Stock exchanges have been very profitable enterprises for most of their history. As more and more trading is electronic and is directed by computers, the exchanges struggle to maintain profit margins. There is little value to add as an exchange in today’s environment. Today’s announcement that NYX’s fourth-quarter net profit dropped 21% from a year earlier to $120 million, or 46 cents a share, is no big surprise -- and it is likely the beginning of a trend where NYX struggles to regain the profits it enjoyed in years past. This company’s best days are behind it. Some of the worst days for the stock are yet to come.

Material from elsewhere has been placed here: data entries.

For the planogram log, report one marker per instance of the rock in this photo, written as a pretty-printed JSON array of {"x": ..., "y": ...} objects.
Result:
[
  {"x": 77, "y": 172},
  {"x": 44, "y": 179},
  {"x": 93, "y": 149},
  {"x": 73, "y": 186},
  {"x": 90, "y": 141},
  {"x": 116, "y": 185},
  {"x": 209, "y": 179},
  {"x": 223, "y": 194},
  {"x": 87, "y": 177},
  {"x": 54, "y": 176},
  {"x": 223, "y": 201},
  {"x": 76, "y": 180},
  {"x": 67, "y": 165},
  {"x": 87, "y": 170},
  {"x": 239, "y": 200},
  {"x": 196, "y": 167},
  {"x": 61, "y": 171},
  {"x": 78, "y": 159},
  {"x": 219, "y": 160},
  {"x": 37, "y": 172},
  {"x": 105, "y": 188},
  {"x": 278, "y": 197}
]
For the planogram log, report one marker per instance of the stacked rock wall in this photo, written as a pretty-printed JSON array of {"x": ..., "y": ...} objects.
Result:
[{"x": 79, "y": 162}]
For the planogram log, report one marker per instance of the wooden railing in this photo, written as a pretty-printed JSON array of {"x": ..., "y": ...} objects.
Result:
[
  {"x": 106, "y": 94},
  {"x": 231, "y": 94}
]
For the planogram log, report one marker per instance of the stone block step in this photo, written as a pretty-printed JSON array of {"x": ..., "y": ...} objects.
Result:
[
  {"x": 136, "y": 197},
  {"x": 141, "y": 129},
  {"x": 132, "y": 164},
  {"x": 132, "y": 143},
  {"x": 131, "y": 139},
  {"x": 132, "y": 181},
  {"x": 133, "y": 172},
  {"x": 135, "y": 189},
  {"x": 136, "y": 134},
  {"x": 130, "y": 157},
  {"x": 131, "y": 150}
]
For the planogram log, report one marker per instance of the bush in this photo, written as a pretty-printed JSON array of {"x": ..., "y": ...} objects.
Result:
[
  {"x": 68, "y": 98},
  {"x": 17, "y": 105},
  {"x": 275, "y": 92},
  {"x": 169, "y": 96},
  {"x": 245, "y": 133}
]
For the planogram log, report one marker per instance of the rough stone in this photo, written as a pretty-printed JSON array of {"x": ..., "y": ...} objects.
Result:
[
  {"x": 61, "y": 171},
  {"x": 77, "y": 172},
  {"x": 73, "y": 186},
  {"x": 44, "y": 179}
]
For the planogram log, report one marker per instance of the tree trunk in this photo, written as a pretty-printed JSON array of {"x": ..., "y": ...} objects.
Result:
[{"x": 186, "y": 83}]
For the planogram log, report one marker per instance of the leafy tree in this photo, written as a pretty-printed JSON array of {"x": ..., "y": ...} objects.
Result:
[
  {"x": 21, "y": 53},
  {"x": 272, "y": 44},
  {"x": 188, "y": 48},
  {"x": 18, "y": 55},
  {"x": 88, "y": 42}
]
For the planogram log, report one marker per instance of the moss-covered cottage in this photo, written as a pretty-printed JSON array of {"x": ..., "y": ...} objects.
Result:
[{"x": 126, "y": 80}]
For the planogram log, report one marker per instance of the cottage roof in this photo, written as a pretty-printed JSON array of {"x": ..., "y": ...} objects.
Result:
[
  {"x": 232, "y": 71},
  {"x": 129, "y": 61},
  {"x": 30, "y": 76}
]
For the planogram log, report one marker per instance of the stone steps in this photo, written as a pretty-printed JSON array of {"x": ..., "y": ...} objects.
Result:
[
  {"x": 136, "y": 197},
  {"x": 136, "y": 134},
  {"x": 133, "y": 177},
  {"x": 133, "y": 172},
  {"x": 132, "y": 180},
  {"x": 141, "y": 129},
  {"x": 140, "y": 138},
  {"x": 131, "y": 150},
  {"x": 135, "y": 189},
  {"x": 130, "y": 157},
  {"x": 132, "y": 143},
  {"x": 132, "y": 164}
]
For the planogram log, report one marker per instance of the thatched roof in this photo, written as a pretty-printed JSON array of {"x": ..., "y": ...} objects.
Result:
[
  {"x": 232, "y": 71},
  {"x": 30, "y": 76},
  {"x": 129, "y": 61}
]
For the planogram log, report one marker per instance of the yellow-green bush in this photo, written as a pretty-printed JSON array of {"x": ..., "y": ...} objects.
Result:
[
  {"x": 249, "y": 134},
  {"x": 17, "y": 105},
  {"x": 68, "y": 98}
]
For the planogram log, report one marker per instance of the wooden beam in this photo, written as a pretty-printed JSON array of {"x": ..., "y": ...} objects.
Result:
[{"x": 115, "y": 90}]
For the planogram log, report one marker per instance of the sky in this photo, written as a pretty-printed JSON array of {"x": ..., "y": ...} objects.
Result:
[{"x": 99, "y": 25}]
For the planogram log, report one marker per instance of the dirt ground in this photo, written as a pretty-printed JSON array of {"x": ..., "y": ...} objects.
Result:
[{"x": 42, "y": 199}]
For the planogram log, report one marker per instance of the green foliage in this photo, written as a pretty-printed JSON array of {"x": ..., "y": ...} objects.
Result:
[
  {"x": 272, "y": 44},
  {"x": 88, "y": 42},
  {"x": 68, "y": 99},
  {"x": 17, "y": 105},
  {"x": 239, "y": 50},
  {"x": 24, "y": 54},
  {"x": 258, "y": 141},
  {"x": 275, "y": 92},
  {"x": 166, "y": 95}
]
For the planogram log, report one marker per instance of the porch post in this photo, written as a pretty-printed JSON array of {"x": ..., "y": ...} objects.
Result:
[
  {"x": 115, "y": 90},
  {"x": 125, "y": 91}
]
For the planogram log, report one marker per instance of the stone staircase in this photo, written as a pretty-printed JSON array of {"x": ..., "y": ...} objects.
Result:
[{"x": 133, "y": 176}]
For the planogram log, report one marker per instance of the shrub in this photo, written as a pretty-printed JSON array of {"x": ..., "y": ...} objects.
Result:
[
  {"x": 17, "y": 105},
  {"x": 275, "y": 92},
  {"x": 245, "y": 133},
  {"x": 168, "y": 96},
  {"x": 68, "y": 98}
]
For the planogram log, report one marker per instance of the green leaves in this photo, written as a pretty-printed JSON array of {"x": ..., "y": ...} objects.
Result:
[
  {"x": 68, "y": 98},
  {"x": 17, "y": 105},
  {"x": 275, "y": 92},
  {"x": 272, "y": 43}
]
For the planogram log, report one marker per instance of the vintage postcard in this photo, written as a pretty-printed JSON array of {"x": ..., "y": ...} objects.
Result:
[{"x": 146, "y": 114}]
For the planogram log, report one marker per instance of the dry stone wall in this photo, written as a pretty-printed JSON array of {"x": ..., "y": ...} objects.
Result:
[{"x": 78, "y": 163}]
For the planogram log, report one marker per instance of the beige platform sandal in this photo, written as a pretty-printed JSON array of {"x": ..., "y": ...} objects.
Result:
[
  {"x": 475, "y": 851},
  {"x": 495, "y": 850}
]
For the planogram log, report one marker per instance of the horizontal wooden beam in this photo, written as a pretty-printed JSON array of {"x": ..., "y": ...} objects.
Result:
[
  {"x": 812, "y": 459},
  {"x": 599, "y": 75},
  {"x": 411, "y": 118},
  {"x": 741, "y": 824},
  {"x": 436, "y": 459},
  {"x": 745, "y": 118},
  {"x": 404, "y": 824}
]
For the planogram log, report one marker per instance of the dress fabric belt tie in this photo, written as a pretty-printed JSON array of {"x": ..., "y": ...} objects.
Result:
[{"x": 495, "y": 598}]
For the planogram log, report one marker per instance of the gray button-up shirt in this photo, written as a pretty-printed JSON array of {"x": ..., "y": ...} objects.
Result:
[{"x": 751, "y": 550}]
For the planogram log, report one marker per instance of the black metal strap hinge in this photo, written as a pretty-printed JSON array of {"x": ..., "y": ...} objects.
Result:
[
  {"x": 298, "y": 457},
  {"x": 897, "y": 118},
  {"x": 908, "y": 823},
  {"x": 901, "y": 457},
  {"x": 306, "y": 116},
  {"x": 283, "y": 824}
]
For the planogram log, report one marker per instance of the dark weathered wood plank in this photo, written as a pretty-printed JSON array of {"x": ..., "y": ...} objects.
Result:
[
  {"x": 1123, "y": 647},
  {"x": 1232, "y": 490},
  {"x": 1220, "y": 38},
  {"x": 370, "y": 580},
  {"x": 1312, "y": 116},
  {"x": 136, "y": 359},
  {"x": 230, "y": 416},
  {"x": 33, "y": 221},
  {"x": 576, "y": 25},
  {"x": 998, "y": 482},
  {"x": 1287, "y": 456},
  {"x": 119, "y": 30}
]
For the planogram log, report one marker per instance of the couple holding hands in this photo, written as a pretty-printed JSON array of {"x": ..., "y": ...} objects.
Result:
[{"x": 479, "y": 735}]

Like all of our most dangerous stocks, NYX has:
- Misleading earnings = accounting profits are positive and rising; while true, economic profits are negative and falling.
- High valuation = very high expectations embedded in the current valuation.
Specifically on “misleading earnings”: NYX reported a $957mm increase in GAAP earnings while our model shows economic earnings declined by $641mm -- a difference of $1,599mm, or 34% of 2009 revenues during the last fiscal year. The majority of this disconnect comes from asset write-offs of $1,249mm, which equals 12% of reported net assets. Given that management is supposed to create value, not destroy it, writing down $0.12 for every $1 on the company’s balance sheet does not bode well for its ability to create shareholder value. Our recent article on Management Failures explains why investors need to beware large asset write-downs like those incurred by NYX.
Specifically on the stock’s high valuation: Our discounted cash flow analysis of the current stock price of around $33 shows NYX must grow its net operating profit after tax (NOPAT) at over 11% compounded annually for at least 30 years. A 30-year growth appreciation period with an 11%+ compounding growth rate sets expectations for future cash flow performance quite high. Historical growth rates are much lower. In addition, the stock’s upward movement is handicapped by the current outstanding stock option liability of $8mm, about 1% of its market value. If the stock price climbs, that option liability grows larger as all of the outstanding stock options move more in-the-money and become more valuable.
Overall, the risk/reward of investing in NYX’s stock looks “very dangerous” to me. There is lots of downside risk, given the misleading earnings; there is little upside reward, given the already-rich expectations embedded in the stock price.
In a business where investors make money by buying stocks with low expectations relative to their future potential, NYX fits the profile of a great stock to short or sell.